Some of the similarities that Roberts emphasized were reflected in Brown’s relationship with her parents. In one letter, Brown’s father referenced how she continually asked for money and warned her to stay away from Andover boys. Brown’s father also noted how he planned to spend more time with her when she returned home.
“When-ever I receive a letter from you I know what it means [money]… I will make it a point to be home the next time you are to enjoy your delightful society and incidentally to keep the boys away,” wrote Brown’s father.
Roberts feels that one of the most historically rich aspects of the scrapbooks are the glimpses into social life at Abbot. In particular, when Abbot girls went to a dance or a theater performance with Andover boys, a “dance card” matched Abbot and Andover students for the duration of the night or for a specific dance.
“We’re talking about these very formal dance cards. But on the other hand, they’re still dances.
There are still these incredibly sort of complicated relationships around interacting with people in terms of romantic relationships and dances and things like that. So we may not have dance cards anymore, but in some ways, it still [might] feel the same to the [students] on campus,” said Roberts.
The scrapbooks also provide a source for historical scholars to determine whether important historical movements or events were discussed at Abbot, according to Roberts.
Roberts said, “To a certain extent, [the scrapbooks] may tell you something about what’s happening in the larger world at the time. Let’s [take] World War I [for example], if a scrapbook… mentioned little to nothing about the war, then it makes you wonder, what is student knowledge or interest in what’s happening in the war?”
According to Roberts, the scrapbooks offer a unique opportunity to explore student life from the past. Roberts emphasized the individual richness of each scrapbook.

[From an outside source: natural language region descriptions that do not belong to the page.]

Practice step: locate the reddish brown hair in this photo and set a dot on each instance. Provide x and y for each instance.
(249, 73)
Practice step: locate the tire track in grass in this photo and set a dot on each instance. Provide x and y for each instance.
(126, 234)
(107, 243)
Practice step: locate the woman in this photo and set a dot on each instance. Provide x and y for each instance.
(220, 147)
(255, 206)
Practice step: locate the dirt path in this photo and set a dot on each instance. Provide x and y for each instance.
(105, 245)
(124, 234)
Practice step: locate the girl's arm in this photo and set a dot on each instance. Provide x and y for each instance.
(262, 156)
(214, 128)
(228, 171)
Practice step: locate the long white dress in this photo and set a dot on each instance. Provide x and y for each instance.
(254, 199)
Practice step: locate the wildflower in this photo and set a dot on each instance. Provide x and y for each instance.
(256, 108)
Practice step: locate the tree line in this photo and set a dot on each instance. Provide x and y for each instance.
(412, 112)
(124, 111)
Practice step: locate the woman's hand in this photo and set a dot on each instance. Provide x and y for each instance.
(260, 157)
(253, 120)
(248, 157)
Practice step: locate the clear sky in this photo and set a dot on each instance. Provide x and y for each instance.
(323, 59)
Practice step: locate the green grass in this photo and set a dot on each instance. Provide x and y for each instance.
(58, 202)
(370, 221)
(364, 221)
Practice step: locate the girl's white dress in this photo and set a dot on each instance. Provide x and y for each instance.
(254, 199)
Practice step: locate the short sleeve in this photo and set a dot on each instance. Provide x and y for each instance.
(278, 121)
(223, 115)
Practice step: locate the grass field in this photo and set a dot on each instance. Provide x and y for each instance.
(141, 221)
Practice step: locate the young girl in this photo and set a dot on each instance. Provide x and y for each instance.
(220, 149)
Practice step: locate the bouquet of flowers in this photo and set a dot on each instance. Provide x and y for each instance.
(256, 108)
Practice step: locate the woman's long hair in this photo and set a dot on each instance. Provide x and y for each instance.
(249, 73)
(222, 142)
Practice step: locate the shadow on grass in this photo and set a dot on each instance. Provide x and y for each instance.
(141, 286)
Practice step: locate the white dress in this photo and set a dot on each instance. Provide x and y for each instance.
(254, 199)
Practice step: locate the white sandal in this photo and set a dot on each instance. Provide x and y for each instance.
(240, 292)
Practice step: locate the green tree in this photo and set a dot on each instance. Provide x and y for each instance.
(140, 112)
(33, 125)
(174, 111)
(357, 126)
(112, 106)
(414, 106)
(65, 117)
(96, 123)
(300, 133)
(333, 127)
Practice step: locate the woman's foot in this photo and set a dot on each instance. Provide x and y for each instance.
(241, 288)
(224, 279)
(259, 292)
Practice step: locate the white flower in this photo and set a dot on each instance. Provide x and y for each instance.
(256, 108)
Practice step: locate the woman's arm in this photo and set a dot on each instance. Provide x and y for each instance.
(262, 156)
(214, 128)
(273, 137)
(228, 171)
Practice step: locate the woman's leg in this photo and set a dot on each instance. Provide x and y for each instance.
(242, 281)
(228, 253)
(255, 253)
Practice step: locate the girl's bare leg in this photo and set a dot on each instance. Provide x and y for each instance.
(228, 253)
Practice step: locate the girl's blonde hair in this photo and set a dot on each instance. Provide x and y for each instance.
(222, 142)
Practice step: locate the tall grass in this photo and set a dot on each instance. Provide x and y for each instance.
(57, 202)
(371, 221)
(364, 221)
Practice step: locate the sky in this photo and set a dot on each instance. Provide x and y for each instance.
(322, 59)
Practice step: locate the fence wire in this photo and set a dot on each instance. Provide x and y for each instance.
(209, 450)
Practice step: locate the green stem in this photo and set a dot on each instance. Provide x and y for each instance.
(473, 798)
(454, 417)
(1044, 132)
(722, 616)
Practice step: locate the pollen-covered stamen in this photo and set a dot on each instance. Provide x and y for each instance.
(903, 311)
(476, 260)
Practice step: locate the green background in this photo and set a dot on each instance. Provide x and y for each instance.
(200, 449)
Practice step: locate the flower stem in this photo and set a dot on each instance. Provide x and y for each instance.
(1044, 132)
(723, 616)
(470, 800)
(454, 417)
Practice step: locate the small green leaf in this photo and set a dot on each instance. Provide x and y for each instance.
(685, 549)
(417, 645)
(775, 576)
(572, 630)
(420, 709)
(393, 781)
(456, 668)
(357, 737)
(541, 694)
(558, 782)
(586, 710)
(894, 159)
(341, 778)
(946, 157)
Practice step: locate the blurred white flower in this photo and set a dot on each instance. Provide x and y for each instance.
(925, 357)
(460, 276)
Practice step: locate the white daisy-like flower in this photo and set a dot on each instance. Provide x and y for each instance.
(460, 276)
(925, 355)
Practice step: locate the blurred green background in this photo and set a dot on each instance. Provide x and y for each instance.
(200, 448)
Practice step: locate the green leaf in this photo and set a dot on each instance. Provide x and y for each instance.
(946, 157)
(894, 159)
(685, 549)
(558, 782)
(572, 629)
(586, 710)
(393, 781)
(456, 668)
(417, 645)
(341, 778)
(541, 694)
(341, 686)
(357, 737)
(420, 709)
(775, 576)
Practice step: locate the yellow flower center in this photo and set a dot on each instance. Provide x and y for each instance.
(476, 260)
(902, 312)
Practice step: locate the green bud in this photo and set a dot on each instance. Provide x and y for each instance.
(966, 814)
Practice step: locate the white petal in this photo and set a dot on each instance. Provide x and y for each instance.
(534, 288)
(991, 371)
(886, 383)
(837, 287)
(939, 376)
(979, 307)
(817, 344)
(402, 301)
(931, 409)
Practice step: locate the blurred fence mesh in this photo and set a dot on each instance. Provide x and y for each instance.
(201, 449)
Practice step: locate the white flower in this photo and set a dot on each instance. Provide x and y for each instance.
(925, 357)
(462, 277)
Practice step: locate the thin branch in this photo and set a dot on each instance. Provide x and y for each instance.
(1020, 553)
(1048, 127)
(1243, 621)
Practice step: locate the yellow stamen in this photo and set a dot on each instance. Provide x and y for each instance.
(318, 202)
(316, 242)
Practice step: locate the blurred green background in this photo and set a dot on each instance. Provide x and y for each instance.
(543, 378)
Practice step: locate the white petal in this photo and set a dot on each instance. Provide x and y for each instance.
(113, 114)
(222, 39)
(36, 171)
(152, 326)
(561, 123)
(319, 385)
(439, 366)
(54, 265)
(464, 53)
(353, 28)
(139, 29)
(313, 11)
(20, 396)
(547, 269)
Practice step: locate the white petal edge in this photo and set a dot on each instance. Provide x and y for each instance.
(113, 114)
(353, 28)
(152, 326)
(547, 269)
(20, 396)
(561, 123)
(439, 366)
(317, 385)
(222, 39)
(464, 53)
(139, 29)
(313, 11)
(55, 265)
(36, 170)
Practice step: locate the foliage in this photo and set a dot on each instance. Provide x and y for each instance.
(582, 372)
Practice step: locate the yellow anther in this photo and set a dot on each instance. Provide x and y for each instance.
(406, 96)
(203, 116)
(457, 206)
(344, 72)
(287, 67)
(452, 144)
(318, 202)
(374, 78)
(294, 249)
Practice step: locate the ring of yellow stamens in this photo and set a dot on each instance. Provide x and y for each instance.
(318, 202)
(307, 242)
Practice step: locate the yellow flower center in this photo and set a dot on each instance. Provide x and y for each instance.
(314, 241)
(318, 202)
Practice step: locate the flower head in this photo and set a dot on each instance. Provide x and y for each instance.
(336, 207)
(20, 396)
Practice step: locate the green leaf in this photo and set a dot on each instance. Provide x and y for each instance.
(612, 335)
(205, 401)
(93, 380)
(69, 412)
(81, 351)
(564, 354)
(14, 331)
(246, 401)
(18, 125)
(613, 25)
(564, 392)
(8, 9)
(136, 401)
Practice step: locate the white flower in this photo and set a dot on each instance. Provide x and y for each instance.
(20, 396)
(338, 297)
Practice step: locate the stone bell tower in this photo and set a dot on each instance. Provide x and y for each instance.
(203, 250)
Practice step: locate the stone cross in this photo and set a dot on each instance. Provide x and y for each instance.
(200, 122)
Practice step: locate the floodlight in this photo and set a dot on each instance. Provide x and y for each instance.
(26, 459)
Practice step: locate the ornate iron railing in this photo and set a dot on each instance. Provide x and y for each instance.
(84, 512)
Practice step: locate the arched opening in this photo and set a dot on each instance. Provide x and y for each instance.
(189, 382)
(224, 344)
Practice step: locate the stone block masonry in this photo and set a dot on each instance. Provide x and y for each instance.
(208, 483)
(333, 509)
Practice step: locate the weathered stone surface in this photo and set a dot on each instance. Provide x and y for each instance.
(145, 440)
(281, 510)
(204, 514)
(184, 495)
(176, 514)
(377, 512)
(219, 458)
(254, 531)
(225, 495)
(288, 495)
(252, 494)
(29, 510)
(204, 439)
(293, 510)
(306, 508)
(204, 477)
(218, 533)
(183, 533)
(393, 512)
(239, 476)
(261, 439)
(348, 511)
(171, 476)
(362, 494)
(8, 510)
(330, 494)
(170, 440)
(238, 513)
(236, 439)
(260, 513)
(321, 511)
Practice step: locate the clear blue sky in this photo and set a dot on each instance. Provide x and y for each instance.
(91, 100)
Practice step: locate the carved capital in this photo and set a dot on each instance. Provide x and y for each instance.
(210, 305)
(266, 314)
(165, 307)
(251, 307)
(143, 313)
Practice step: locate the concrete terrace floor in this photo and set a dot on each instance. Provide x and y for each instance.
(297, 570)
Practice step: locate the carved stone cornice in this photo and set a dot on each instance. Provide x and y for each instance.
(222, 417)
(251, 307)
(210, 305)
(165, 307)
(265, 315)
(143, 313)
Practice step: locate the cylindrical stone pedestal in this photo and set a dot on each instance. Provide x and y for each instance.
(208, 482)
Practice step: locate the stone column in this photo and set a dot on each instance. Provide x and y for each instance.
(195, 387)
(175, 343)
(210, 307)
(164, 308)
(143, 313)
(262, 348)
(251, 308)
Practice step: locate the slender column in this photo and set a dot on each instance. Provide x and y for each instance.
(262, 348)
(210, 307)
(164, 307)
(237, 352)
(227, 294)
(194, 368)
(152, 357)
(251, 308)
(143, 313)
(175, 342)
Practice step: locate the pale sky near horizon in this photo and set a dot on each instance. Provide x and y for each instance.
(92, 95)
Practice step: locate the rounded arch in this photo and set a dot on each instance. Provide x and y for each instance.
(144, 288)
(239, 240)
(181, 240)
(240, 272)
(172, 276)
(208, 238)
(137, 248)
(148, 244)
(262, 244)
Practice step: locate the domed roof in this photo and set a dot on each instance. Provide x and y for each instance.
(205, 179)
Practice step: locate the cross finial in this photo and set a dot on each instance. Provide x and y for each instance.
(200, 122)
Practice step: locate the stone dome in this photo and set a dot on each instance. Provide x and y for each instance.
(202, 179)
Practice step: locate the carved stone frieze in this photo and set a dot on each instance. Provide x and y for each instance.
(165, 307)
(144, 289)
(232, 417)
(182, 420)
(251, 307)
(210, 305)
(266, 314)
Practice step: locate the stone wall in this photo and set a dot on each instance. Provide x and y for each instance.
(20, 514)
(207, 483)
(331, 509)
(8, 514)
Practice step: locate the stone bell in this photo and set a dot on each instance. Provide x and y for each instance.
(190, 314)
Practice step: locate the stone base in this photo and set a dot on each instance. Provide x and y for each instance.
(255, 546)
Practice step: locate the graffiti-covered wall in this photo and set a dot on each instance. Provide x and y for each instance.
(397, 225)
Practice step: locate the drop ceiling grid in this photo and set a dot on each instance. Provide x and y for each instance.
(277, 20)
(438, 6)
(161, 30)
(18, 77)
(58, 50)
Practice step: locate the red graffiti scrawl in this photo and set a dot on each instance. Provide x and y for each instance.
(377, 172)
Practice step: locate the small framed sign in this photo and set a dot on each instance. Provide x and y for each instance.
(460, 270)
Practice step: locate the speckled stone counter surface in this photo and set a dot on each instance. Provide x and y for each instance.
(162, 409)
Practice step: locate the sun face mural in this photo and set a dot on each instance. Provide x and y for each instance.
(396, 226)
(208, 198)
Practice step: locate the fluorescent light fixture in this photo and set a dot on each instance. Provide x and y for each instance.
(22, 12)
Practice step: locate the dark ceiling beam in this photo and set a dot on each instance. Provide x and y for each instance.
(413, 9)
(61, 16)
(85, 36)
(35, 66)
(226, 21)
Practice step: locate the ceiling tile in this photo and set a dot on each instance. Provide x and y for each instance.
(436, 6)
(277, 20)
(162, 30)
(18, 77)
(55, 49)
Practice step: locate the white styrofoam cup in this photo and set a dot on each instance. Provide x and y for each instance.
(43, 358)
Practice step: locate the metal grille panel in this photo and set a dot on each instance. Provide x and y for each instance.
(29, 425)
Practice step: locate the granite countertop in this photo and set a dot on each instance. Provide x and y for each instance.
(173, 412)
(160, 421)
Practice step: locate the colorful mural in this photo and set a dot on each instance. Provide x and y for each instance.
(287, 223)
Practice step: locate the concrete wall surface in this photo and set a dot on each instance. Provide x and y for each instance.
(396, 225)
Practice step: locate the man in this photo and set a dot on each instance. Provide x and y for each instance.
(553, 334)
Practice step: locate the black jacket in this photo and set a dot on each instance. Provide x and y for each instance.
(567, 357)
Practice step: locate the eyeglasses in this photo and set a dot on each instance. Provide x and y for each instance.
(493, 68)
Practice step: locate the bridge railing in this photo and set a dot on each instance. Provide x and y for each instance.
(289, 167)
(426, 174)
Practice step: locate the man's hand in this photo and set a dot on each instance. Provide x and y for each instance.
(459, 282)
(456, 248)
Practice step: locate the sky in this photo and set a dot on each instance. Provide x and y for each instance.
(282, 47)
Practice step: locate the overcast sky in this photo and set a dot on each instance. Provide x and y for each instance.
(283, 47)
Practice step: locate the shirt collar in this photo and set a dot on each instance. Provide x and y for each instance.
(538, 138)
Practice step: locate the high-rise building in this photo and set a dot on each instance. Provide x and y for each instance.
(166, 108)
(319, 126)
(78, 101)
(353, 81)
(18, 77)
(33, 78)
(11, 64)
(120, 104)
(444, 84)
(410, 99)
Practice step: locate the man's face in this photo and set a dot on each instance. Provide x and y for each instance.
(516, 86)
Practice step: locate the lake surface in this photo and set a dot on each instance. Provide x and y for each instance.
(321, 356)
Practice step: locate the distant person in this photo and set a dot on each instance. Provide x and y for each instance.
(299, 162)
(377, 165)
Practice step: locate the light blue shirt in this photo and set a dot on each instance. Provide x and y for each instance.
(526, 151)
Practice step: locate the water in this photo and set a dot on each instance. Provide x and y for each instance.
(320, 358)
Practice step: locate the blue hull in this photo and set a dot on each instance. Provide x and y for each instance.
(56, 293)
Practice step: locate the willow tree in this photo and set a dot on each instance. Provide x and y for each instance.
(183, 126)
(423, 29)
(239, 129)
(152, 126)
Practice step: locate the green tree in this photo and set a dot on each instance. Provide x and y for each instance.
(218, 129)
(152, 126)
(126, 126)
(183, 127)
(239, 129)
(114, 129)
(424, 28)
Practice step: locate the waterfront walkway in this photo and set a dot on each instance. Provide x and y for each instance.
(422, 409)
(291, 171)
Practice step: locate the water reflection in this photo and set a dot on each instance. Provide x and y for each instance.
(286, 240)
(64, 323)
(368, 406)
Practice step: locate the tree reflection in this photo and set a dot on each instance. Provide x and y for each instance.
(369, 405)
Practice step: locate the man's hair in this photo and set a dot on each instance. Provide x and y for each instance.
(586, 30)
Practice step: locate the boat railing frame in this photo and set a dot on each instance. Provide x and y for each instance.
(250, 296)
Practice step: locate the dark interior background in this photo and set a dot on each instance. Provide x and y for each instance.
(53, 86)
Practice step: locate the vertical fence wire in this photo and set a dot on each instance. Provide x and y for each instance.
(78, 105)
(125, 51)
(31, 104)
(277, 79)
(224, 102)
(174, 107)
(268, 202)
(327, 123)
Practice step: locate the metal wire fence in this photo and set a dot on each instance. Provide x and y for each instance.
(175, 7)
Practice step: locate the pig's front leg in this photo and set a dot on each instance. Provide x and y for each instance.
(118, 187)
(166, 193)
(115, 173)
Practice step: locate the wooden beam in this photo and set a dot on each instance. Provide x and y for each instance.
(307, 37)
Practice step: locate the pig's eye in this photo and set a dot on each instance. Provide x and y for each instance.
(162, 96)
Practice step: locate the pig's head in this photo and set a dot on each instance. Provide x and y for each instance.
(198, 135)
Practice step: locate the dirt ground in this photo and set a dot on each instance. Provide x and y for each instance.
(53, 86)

Roberts said, “I feel like they really capture student life in a way that I don’t think any other resource that we have really gives you a sense as to what it’s like to be a student on campus in 1909 or 2020 or whatever because most of what we have are official administrative records, and that doesn’t really give you a sense. Even a photograph here and there doesn’t really capture [student life] whereas [the scrapbooks provide] almost sort of a window or a picture into this person’s life on campus during one or four years.”